An electrical power engineer focuses on the efficient delivery and usage of electrical energy as a power source. Many electrical power engineers work directly for utility providers, but companies with manufacturing plants and other facilities that use substantial power may employ these engineers to help reduce energy costs and assess ongoing power needs. These engineers may also work as subcontractors and consultants in the private and public sectors.

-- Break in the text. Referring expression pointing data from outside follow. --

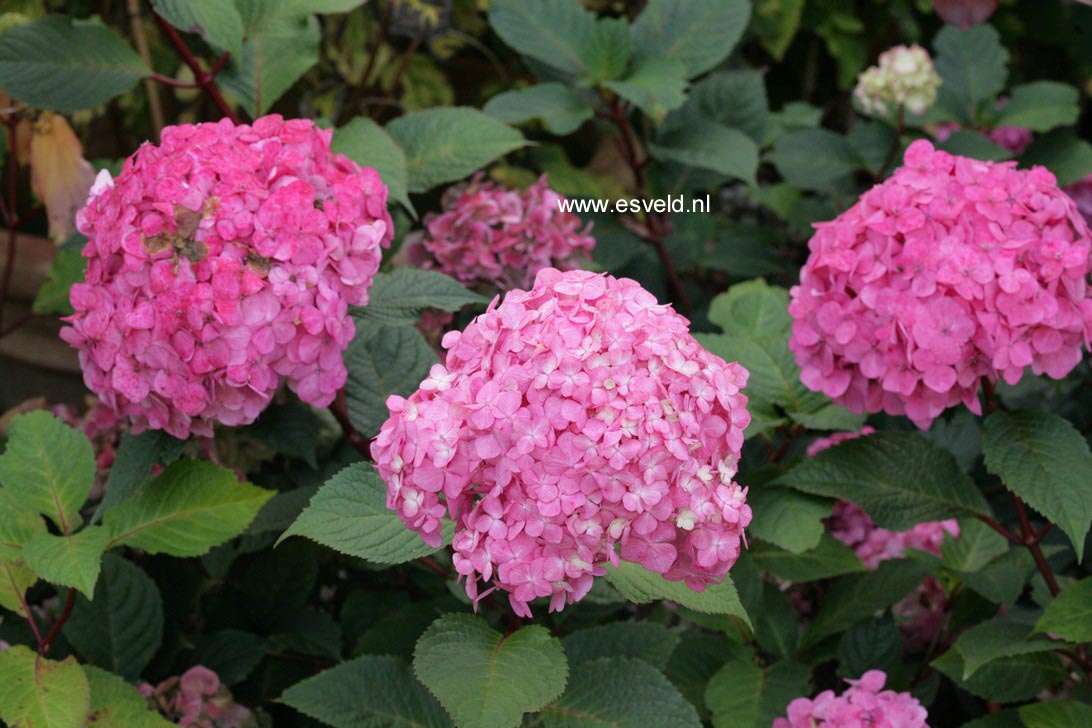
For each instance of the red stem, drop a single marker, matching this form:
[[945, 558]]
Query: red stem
[[69, 604], [202, 78]]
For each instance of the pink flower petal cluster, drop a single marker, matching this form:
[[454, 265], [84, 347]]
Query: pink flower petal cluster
[[221, 264], [865, 703], [568, 419], [198, 700], [923, 612], [494, 237], [950, 272]]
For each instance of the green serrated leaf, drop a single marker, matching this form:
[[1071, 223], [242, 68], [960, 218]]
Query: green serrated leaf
[[653, 643], [899, 478], [117, 704], [64, 64], [446, 144], [989, 641], [554, 32], [349, 515], [641, 586], [381, 361], [366, 143], [858, 596], [830, 558], [187, 510], [71, 561], [368, 692], [36, 692], [655, 86], [787, 518], [745, 695], [120, 629], [619, 692], [1045, 461], [216, 21], [47, 466], [399, 297], [1069, 615], [698, 33], [561, 109], [486, 679]]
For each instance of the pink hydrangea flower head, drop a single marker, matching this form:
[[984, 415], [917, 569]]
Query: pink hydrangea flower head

At utility providers, these engineers analyze power grids, switching and routing to ensure the most efficient distribution of power throughout a grid by assessing power needs by times of day, months and seasons. The engineer provides power requirement assessments and estimates to assist their company in making capital decisions on expanding infrastructure or outsourcing power supply needs. Within the private sector, an electrical power engineer can help improve systems' efficiency in large multi-building facilities, warehouses and manufacturing plants. This work can include regular inspections of power delivery wiring and related systems, as well as the energy draw of heavy machinery and machine tools in use. The electrical power engineer can also help the company assess its future power needs and associated costs when exploring expansion possibilities.
An electrical power engineer typically has at least a bachelor's degree in electrical engineering, although a master's degree may be required or preferred as well. Relevant work experience is generally needed as well. Typically, an electrical power engineer works during regular business hours in industrial and power plant environments, although hours may vary by position and the employer's needs.
Electric Power Engineer Tasks
Develop methods of integrating renewable power technology.
Ensure safe operation of power grids, pumps, generators, motors, boilers, turbines, and heat exchangers etc.
Conceive, direct, implement, and evaluate efficiency of power systems.
Work with manufacturing engineering on release and documentation of new hardware, test equipment, and assembly fixtures.